In a memorandum to employees, Carlos H. Salas commended the CPA staff for continuously striving to achieve excellence in carrying out their jobs despite the reduction in manhours.
“While the implementation of a 72-hour pay period has not been easy, I am happy to report that thanks to your dedication and commitment, service and safety have not suffered in the slightest degree,” said Salas.
In extending his appreciation to CPA employees, Salas noted their “unswerving commitment to excellence during these most trying of financial times. You have my most sincere appreciation and congratulations for a job well done. Quite simply, we couldn’t have made it this far without you.”
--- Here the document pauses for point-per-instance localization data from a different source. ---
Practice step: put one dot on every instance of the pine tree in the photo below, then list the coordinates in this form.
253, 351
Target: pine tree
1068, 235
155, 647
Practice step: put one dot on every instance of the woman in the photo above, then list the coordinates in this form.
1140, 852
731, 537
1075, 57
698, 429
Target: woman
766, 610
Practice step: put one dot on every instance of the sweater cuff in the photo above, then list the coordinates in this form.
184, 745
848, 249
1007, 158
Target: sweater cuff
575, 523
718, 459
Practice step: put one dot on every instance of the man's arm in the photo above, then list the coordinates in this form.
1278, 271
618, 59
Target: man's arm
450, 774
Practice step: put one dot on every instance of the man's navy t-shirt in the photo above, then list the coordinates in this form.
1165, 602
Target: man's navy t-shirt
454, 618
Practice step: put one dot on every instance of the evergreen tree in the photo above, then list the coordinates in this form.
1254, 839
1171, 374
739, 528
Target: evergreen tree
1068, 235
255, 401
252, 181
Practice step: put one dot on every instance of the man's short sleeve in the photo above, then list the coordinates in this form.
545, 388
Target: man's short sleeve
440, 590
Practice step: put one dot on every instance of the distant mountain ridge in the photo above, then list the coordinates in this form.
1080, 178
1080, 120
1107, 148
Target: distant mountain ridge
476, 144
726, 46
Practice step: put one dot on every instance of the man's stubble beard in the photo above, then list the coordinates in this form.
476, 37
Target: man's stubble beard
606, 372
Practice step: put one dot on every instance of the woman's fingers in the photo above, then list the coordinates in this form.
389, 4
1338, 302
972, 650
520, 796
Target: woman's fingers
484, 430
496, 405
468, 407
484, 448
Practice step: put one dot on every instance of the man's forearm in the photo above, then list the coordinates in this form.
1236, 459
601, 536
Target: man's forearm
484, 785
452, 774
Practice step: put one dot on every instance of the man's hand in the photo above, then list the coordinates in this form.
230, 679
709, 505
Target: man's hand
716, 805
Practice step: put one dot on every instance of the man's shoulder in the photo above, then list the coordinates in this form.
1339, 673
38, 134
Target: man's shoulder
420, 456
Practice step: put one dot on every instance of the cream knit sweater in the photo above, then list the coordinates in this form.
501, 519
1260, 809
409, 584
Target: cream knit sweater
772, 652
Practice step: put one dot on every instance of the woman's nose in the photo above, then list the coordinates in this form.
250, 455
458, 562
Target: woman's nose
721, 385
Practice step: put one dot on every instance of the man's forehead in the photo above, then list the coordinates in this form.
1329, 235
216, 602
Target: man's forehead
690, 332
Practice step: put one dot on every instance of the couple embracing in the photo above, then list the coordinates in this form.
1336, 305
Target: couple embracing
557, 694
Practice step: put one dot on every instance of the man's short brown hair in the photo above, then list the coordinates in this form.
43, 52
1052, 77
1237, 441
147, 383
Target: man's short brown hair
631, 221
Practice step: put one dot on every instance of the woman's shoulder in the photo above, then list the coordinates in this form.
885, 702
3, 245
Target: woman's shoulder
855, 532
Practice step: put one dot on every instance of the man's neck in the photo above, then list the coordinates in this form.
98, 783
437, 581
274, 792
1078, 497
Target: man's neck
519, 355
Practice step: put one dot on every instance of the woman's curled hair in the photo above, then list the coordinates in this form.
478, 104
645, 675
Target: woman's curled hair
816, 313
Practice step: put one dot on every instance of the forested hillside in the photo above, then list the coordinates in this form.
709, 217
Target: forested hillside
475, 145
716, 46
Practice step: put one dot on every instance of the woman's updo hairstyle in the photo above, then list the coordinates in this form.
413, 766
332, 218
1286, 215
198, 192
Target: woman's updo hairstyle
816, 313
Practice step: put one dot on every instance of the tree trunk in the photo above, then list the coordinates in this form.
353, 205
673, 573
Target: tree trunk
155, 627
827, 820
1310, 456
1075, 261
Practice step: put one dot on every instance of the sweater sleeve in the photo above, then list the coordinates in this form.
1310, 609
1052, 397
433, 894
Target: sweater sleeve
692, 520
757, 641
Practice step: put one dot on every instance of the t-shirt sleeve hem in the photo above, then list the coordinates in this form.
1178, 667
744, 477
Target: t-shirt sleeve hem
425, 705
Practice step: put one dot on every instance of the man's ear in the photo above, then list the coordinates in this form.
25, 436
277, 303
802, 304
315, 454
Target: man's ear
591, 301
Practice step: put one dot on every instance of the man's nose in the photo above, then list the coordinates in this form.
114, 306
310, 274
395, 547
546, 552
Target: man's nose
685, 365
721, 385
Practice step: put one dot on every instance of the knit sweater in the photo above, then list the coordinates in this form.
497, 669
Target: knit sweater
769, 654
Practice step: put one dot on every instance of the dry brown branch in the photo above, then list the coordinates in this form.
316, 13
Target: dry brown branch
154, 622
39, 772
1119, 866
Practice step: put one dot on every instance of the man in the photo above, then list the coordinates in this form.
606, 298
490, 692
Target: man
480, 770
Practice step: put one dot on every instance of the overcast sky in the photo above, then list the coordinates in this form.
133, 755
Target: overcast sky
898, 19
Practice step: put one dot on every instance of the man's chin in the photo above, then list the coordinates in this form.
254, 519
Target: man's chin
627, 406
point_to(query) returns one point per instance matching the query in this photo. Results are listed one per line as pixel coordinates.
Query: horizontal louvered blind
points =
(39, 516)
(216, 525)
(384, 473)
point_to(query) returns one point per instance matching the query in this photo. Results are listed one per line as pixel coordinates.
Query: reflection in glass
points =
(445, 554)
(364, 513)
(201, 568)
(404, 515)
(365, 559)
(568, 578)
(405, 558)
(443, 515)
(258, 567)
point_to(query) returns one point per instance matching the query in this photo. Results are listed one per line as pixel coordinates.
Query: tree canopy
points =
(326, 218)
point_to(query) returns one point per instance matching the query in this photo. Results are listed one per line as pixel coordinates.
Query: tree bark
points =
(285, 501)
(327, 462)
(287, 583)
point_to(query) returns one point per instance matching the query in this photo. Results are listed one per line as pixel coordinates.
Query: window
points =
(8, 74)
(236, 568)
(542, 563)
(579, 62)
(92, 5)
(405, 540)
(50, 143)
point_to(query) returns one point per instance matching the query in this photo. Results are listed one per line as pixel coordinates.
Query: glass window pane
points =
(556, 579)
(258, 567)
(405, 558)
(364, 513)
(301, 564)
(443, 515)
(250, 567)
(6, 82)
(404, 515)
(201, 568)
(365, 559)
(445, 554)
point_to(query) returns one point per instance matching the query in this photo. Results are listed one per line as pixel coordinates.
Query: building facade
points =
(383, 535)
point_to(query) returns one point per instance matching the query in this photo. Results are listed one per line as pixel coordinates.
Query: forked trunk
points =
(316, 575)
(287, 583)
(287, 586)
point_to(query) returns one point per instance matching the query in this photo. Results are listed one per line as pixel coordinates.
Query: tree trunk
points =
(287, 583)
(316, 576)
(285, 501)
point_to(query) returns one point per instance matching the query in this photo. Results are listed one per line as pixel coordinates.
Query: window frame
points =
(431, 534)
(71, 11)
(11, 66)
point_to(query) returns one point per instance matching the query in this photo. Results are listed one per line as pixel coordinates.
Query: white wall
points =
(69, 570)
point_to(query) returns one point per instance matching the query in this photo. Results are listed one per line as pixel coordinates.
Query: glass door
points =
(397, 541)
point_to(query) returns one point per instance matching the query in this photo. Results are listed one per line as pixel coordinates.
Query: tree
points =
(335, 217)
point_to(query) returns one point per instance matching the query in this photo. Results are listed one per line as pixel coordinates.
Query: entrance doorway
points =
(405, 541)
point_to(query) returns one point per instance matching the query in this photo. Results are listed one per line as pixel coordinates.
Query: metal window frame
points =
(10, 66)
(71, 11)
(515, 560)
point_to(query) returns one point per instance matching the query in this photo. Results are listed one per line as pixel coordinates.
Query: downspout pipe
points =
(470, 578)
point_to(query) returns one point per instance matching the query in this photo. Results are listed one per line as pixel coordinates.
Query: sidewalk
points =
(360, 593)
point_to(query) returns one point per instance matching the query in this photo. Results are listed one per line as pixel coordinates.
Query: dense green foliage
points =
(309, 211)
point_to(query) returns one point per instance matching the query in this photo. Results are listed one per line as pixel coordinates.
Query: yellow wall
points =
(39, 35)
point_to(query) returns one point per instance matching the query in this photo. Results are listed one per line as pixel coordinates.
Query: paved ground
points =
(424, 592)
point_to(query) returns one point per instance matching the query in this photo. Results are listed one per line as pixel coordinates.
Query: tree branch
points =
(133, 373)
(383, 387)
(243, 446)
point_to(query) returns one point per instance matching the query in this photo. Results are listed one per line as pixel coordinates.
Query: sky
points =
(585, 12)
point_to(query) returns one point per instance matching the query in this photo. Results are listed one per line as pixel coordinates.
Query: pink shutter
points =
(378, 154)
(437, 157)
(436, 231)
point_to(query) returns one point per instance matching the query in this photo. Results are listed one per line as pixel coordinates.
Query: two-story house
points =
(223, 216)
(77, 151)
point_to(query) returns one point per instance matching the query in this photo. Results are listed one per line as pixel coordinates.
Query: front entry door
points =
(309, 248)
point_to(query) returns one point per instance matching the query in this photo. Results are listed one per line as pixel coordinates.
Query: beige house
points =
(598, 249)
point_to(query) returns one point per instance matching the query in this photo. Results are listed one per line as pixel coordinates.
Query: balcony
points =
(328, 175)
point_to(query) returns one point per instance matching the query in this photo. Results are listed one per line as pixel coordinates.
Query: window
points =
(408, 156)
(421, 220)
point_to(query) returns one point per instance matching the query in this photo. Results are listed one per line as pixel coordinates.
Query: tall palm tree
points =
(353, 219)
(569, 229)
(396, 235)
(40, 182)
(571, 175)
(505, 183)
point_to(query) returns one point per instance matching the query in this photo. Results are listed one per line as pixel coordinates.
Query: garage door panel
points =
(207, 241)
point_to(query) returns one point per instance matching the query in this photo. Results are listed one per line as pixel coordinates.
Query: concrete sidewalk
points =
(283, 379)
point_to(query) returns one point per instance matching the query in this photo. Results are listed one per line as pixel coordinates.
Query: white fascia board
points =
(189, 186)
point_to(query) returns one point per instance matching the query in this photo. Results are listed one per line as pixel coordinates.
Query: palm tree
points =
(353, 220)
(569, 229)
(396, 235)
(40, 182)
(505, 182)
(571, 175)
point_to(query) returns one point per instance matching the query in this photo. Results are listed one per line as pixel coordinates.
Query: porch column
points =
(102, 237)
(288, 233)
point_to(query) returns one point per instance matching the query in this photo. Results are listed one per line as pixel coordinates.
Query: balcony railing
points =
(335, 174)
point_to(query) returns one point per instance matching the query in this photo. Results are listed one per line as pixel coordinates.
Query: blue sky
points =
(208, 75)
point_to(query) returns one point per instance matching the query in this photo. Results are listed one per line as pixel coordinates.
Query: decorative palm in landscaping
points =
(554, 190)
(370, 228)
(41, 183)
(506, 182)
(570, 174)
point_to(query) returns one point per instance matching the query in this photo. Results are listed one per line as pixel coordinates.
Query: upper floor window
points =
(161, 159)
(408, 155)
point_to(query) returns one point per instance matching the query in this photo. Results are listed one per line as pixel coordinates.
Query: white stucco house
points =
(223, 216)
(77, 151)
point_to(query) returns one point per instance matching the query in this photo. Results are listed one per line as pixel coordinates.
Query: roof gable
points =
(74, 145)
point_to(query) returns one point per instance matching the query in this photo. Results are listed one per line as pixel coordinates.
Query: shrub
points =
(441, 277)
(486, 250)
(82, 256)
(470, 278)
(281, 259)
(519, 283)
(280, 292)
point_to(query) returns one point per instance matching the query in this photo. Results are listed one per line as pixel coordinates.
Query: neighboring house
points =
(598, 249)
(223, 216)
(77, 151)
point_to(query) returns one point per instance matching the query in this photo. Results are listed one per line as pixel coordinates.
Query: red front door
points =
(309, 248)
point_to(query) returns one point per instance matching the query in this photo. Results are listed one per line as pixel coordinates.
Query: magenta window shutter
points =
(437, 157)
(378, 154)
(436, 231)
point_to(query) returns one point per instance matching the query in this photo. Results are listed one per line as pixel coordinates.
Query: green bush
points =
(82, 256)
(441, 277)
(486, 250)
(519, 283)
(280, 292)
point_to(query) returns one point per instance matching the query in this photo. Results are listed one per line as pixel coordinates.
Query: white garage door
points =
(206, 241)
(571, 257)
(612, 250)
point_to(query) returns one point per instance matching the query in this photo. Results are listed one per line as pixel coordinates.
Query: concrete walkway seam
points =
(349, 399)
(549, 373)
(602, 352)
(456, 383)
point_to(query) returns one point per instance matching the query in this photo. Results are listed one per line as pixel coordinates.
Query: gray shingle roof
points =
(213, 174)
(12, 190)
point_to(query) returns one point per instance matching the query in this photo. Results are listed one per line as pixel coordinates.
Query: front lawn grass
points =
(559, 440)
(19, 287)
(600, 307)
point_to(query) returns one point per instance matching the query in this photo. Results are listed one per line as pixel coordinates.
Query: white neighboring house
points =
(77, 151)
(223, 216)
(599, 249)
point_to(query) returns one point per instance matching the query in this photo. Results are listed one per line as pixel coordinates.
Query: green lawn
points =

The ports authority has cut down the working hours of its employees from 80 to 72 hours per pay period starting April 1, 1999 which is expected to give CPA some $550,000 in savings for 12 months.
“While we are still in the planning stages, we are optimistic a complete 80-hour per pay period is a goal about to be realized,” said Salas.
With a $53 million debt to pay amid declining revenues, the ports authority immediately implemented cost-cutting measures to survive. At the same time, the CPA board approved an increase in airport passenger facility charge and landing fees as well as seaport rates and charges.
Every month since 1998, the ports authority has been incurring huge losses due to shrinking revenue brought about by the plunge in tourism economy since Asia’s financial crisis begun in July 1997.